L'ultimo boss di vecchio stampo. L'ultimo ancora in circolazione dopo la guerra
di mafia della fine degli anni novanta. Il "Supremo", lo definiscono
gli uomini dei clan. Padrone indiscusso della città
dello Stretto e uomo "di peso" nell'intera regione. Pasquale Condello
non era un padrino come tutti gli altri. Era un leader riconosciuto e temuto.
Pacato e spietato. Intelligente e feroce.
Braccato da un ventennio, lo hanno trovato a Pellaro nella periferia sud di
Reggio Calabria. In un appartamento ben arredato, ma sobrio. Dove l'unica
concessione che si faceva era quello dell'immancabile champagne e di qualche
buona bottiglia di cognac. Abiti firmati e il borsello con il necessario per la
toilette. Poi i pizzini, e le lettere ricevute dalla moglie... "mi manchi,
ti voglio bene ...". Il Procuratore nazionale antimafia, Piero Grasso, lo
ha definito il Bernardo Provenzano calabrese. Assassino durante la guerra di
mafia e uomo d'affari subito dopo. Un "vero capo", ha detto il
coordinatore della Dda reggina Salvatore Boemi.
Alle spalle una lunga scia di sangue. Mille morti ammazzati in poco più di sei
anni. Condello aveva determinato la vittoria di un cartello che grazie a lui
poteva contare su killer spietati. Da una parte i Condello-Imerti e una serie di
altre famiglie mafiose. Dall'altra i De Stefano-Tegano.

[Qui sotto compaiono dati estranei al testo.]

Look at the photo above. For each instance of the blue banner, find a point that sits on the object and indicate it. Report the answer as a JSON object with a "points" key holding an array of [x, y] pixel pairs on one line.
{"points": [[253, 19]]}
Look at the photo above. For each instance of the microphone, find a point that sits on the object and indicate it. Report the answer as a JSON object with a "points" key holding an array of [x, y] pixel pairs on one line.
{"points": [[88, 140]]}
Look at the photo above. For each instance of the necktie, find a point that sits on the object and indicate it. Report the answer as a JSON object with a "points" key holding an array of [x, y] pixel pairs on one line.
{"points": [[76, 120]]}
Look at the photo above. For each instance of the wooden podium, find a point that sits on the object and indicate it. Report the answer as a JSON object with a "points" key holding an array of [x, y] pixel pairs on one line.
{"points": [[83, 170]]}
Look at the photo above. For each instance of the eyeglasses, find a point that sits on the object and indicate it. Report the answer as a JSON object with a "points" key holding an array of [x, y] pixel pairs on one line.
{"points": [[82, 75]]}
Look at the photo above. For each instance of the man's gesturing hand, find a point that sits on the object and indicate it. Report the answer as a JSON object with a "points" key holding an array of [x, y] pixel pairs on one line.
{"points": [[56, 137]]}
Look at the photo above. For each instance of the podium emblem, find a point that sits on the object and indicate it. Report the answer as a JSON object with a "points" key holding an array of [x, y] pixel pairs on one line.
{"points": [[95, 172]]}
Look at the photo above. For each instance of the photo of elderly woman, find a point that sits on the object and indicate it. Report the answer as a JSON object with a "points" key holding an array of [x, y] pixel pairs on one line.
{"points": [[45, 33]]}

Inizialmente il boss era legato ai De Stefano. Il "Supremo" aveva
cementato l'alleanza con la cosca di Archi grazie le sue stesse nozze. Accanto a
Pasquale, sull'altare avevano preso posto i "compari d'anello" (nella
tradizione calabrese così si chiamano gli amici che donano l'anello nuziale
alla sposa) Paolo De Stefano e Giovanni Fontana. Una saldatura arrivata a
seguito del primo scontro di mafia che si trascinò fino alla fine degli anni
'70. Tutto Cambia nel febbraio del 1985 con un altro matrimonio, quello dello
stesso Antonino Imerti con una cugina di Pasquale Condello.
La seconda guerra di mafia iniziò con i due tentativi di assassinio di Imerti,
ma Condello uscì indenne anche da questo terremoto. Poi l'autobomba che fece
saltare in aria il capo degli avversari, Paolo De Stefano.
Condello in quegli anni comandava un gruppo di fuoco imponente. Al punto da
spostare gli equilibri tra i due casati che si affrontarono per le strade della
città a colpi di bazooka. Anni terribili, di morte. A Reggio le squadre di
killer si affrontavano per strada. E per diventare un obiettivo era sufficiente
un rapporto di parentela anche lontana, o una semplice conoscenza sbagliata.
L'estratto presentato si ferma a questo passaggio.